Parte de la película transcurre en escenarios de Filadelfia, para habilitar la premisa del filme -la relación entre el policía John Book y el niño amish, y la historia de corrupción policial que dará lugar al pursuit y enfrentamiento de Book con los polis malos-; y a poco que uno se fije, es de ver que esos pasajes están tratados con una sabia yuxtaposición de lo intenso –pienso en la secuencia del asesinato, pero también en la grandilocuencia en esos primeros planos que nos muestran a los villanos, la retórica que escuchamos de sus parlamentos- con una proverbial economía descriptivo-narrativa. Porque lo que más interesa a las imágenes de Witness es sin duda el relato del día a día en ese recóndito paraje de Pennsilvania poblado por los amish, o más bien, el imposible engarce entre ese discurrir sosegado de la vida y los visos clautrofóbicos de la trama policial que se cierne sobre el protagonista.
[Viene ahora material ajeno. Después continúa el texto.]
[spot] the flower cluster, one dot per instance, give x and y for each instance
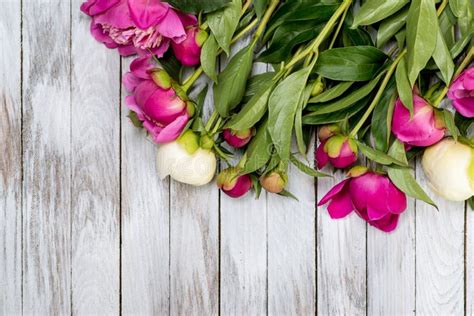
(375, 101)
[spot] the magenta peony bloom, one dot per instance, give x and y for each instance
(423, 129)
(339, 150)
(233, 184)
(237, 139)
(136, 26)
(373, 196)
(163, 113)
(188, 52)
(461, 93)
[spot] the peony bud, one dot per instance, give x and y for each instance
(327, 131)
(339, 150)
(188, 52)
(275, 182)
(233, 184)
(449, 167)
(186, 162)
(461, 93)
(237, 139)
(423, 129)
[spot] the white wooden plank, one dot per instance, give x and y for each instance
(391, 267)
(10, 159)
(341, 253)
(47, 151)
(292, 248)
(244, 247)
(439, 255)
(194, 245)
(469, 261)
(145, 224)
(95, 172)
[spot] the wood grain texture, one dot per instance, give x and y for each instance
(244, 247)
(292, 248)
(10, 159)
(439, 255)
(95, 161)
(47, 157)
(341, 256)
(194, 244)
(391, 267)
(145, 224)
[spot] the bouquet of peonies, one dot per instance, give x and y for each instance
(372, 78)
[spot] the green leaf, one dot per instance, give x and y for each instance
(260, 6)
(252, 111)
(382, 118)
(448, 118)
(307, 169)
(389, 27)
(464, 11)
(259, 150)
(298, 120)
(403, 178)
(197, 6)
(209, 55)
(283, 104)
(224, 22)
(379, 156)
(346, 101)
(442, 58)
(358, 63)
(319, 119)
(230, 89)
(332, 93)
(404, 88)
(373, 11)
(422, 30)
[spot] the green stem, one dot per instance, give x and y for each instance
(379, 94)
(211, 120)
(268, 14)
(467, 60)
(322, 36)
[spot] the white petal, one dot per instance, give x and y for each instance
(446, 165)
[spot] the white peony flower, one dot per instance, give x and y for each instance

En ese sentido, un actor de corte clásico como Harrison Ford da la perfecta medida de ese personaje atrapado entre dos mundos, y Weir sabe dirigirlo con la suficiente inteligencia como para que apenas aflore el amaneramiento que es dable esperar de tan craso exponente del star-system.

 

Tensión sexual

 

    Aunque no son pocas las secuencias cuya agudeza formal merece la mención y el recuerdo (v.gr. la larga escena del montaje del granero, prodigio visual y rítmico), quizá resulta interesante detenerse en el tratamiento del tema romántico, ciertamente complejo en el papel, ciertamente fascinante en  imágenes. Una de las secuencias más recordadas del filme transcurre en el granero de la familia Lapp, y el motivo del recuerdo es una pieza musical clásica, el Wonderful World de Sam Cooke; pero más que esa atinada elección musical, interesa retener el fervor con el que la cámara retrata el acercamiento entre John y Rachel, entre dos mundos opuestos que perecen bajo el peso inaudito de la tensión sexual: atiéndase al plano que nos muestra la reacción de Rachel al hecho de que John se le acerque, en principio bromeando a costa de la letra de la canción: su mirada enardecida, que trasciende con mucho lo concupiscente, la cámara desplazándose con más lentitud, y un fondo de rojo encendido aprovechado del reflejo de las luces del coche… En otra secuencia, exquisita, y diría que violenta en su cerrazón sexual, Rachel muestra su cuerpo desnudo a John, quien después le confesará “si hubiera hecho el amor contigo, no podría irme”. Y aún nos queda el clímax, la formidable secuencia del beso en el crepúsculo, la pasión desatada. Sin duda que Weir convierte la relación sentimental entre el policía y la viuda amish en el epítome de esa relación entre polos opuestos que la película propone, y es por ello, y por la capacidad sugestiva de su cámara, que sin duda en ese plano narrativo hallemos los instantes más hermosos de la película.